Hi. Please read the
forum rules for posting (click here). You seem to be missing a couple of things!
will only be about 2.4m x 4.5m when completed
Height? Sound is 3D, not 2D, so height is important too. In fact, height is VERY important.
I assume it is fine to do this with leveling compound?
Right.
I need to raise the floor approximately 180mm so it's level with the hallway.
That implies LOSING 18cm of ceiling height. That's a lot. Unless your ceiling is very high already, then it would not be good to lose height. It would be better to just have one step down into the home theater.
What is the best method for doing this and what would be the best combination of materials to use?
If you really are intent on doing that, then the best materiel is simply concrete. Nothing better.
There seems to be a bewildering array of products on the market, and I see recommendation and condemnation of them all in equal measure it seems lol!
First, you MUST avoid having any type of air cavity down there. If you are thinking of any type of floor that has air in it (such as a raised wooden floor with insulation inside), then that would be a bad idea. That's a resonant cavity, and it WILL resonate at whatever frequencies it is tuned too...
I am somewhat limited by budget... flexible, but I don't have thousands to spend on it alone, as much as some people may say I should.
Then you have basically three options:
1) Don't do anything! just level it, and have a step down.

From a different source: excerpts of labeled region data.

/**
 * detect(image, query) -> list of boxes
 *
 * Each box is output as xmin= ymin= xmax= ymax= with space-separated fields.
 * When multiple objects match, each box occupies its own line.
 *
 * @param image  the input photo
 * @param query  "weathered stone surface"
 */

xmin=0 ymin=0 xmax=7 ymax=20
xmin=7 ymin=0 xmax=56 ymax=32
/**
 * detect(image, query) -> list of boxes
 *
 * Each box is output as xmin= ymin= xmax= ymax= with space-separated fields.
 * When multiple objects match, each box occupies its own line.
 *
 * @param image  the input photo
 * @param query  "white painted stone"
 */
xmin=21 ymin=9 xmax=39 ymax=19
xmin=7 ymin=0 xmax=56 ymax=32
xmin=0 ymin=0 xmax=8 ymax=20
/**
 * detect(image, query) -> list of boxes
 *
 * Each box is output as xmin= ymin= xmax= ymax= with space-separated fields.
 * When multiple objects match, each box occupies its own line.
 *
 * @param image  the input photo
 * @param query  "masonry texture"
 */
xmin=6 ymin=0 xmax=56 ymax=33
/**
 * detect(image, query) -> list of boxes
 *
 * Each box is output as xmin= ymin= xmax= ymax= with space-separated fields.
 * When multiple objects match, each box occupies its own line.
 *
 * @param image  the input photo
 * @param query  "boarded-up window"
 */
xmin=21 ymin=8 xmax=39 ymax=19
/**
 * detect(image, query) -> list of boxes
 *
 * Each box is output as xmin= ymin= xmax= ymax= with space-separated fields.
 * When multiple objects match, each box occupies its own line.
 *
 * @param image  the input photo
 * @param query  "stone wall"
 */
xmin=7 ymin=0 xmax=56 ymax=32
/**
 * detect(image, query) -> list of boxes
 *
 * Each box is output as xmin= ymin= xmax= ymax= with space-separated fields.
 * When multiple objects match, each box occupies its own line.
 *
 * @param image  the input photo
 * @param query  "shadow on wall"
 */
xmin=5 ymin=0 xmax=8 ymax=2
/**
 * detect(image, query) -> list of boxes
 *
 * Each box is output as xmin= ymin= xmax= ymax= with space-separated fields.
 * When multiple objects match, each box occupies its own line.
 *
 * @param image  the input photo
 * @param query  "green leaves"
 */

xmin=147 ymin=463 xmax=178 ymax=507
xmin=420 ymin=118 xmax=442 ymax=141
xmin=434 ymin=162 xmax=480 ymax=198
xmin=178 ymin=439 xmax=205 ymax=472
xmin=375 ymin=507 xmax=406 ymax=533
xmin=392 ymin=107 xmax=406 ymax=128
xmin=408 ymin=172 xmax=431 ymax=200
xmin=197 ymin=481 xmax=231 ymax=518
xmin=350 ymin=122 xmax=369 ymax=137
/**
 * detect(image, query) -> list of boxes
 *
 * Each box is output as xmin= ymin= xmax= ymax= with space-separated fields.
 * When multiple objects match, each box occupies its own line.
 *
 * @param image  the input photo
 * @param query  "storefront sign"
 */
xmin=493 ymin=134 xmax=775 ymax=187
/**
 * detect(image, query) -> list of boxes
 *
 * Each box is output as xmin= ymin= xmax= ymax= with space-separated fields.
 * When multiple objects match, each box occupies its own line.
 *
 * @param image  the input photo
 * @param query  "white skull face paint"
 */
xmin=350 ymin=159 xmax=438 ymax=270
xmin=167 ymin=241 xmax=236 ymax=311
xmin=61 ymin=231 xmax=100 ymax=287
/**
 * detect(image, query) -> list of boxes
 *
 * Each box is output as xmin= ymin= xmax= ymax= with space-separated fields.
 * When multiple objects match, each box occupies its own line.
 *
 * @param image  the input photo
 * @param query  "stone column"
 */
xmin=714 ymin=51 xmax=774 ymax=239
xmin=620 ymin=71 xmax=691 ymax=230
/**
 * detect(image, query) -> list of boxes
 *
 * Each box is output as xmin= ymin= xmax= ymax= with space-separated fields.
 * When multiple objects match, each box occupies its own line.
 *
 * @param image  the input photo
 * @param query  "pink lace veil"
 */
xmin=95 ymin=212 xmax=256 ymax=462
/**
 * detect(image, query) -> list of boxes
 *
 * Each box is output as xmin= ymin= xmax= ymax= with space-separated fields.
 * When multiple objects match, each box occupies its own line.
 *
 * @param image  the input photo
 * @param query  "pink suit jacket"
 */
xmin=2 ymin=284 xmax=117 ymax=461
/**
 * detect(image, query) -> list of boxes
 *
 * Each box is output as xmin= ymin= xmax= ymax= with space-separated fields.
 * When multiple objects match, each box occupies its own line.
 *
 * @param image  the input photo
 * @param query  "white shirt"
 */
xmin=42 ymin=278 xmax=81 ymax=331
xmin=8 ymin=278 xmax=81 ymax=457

That's the best, easiest, and cheapest.
2) Fill it with concrete 18cm thick.
3) Fill it with loose, dry sand, then put a wooden deck on top.
I will be going with a room within a room setup, so my stud walls will be built off the floor, with new ceiling joists off these, entirely decoupled from the existing brickwork.
Excellent! And that rules out option 3: you can't have your inner-leaf walls resting on a sand-filled deck. That leaves you with options 1 and 2.